Unit tests (tests/test_checks.py, pytest):

  • Each check function takes a config object — easily stubbed.
  • probe_service accepts an injected HTTP client so tests don't hit real services.
  • Mock subprocess.run for kubectl calls.
  • Assert the exact Issue list returned for each failure shape.

Manual smoke testchecker.py --dry-run logs all issues to stdout but skips NATS publish. Run ad-hoc on pve-control during development.
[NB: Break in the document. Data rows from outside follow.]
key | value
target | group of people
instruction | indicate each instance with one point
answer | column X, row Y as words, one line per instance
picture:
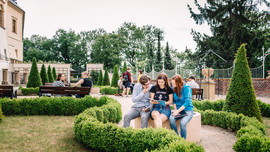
column 154, row 101
column 61, row 81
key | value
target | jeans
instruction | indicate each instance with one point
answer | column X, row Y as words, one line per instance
column 183, row 123
column 134, row 113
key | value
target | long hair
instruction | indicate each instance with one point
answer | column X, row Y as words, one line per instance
column 163, row 77
column 179, row 84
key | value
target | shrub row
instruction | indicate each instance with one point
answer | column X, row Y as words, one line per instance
column 1, row 113
column 250, row 131
column 94, row 127
column 30, row 91
column 218, row 106
column 49, row 106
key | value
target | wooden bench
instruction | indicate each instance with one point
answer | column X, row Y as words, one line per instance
column 7, row 91
column 198, row 93
column 193, row 127
column 63, row 90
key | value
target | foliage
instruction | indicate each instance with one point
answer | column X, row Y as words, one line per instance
column 106, row 80
column 54, row 73
column 168, row 64
column 30, row 91
column 34, row 79
column 66, row 106
column 100, row 78
column 241, row 95
column 94, row 76
column 50, row 75
column 43, row 75
column 232, row 23
column 124, row 68
column 115, row 77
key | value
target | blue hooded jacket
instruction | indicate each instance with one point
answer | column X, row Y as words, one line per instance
column 185, row 100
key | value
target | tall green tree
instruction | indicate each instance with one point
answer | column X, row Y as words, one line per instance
column 158, row 62
column 100, row 78
column 168, row 64
column 34, row 79
column 106, row 80
column 50, row 75
column 124, row 68
column 241, row 95
column 115, row 77
column 107, row 50
column 43, row 75
column 232, row 23
column 54, row 73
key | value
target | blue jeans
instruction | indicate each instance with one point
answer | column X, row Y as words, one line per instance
column 183, row 123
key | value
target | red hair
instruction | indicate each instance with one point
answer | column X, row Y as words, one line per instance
column 179, row 84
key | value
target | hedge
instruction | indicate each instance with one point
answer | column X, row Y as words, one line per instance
column 250, row 131
column 94, row 127
column 30, row 91
column 49, row 106
column 1, row 113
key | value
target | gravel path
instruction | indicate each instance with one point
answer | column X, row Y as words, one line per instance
column 214, row 139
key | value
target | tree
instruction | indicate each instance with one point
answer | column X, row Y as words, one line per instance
column 168, row 65
column 158, row 62
column 115, row 77
column 107, row 50
column 232, row 23
column 100, row 78
column 43, row 75
column 50, row 75
column 124, row 68
column 34, row 79
column 106, row 80
column 54, row 73
column 241, row 95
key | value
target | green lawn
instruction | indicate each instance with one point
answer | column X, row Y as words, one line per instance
column 38, row 133
column 266, row 122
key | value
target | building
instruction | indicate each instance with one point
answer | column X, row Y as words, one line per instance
column 11, row 40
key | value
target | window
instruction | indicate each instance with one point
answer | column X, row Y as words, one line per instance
column 14, row 25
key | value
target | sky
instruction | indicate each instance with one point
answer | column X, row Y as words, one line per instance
column 45, row 17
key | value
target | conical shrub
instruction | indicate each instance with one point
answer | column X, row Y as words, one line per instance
column 115, row 77
column 50, row 75
column 34, row 79
column 241, row 95
column 100, row 78
column 43, row 75
column 106, row 80
column 54, row 73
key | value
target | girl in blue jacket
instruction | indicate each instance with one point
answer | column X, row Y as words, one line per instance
column 181, row 101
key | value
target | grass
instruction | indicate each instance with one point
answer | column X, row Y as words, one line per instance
column 38, row 133
column 266, row 122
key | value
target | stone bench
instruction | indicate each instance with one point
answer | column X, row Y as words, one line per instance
column 95, row 91
column 193, row 127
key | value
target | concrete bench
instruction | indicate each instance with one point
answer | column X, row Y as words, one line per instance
column 95, row 91
column 193, row 127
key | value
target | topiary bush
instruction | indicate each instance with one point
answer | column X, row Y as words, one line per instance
column 241, row 96
column 43, row 75
column 50, row 75
column 54, row 73
column 106, row 80
column 34, row 79
column 100, row 78
column 1, row 113
column 115, row 77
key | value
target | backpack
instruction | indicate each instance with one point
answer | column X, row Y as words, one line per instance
column 125, row 76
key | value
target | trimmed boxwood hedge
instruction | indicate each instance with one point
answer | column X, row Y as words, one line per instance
column 94, row 127
column 50, row 106
column 1, row 113
column 250, row 131
column 30, row 91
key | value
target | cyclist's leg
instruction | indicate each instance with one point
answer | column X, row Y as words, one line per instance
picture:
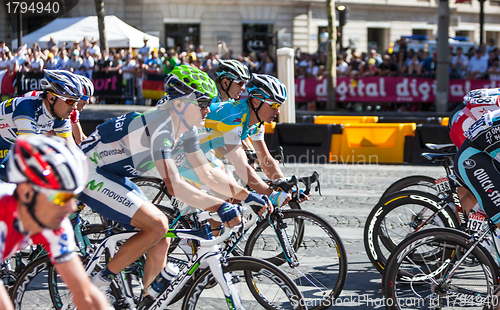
column 478, row 171
column 119, row 199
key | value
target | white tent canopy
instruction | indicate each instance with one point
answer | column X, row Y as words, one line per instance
column 118, row 33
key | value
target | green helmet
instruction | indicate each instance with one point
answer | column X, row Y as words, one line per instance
column 184, row 80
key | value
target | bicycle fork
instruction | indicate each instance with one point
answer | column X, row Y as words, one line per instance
column 276, row 221
column 225, row 280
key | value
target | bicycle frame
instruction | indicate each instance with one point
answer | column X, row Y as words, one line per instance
column 209, row 253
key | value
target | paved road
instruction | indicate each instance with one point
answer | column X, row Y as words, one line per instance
column 349, row 192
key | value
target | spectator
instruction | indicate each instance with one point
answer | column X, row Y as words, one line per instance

End-to-end verification after install:

  1. systemctl list-timers homelab-health.timer shows next fire time.
  2. Manually fire once: sudo systemctl start homelab-health.service.
  3. journalctl -u homelab-health -n 200 shows outcome.
  4. On workstation: nats sub homelab_health_issue (against the cluster NATS).
  5. Break mediawiki (kubectl scale deploy mediawiki -n default --replicas=0) and wait ≤10 min — expect a message on the subject, with component_name:"mediawiki".
  6. Restore (--replicas=1) and confirm alerts stop on the next tick.

Open items / future

  • Leaf/LAN NATS fallback: add FALLBACK_NATS_URL env-var hook in checker.py (unused for now). When the leaf NATS comes online, publish there too on connect failure to primary.
  • NATS auth: current assumption is local anonymous publish is allowed. If auth is added, introduce a nats.creds_path field in checks.json pointing at a creds file on pve-control.
  • k8s Python client migration: replace the two remaining kubectl subprocess calls with the kubernetes library for a fully in-process script.
  • Recovery events: if downstream consumers want a "resolved" signal, add a small local state file (JSON on disk) to detect transitions and publish recovery events.
  • Per-namespace grouping: not needed now; if service list grows beyond ~25, reconsider organizing checks.json by namespace for readability.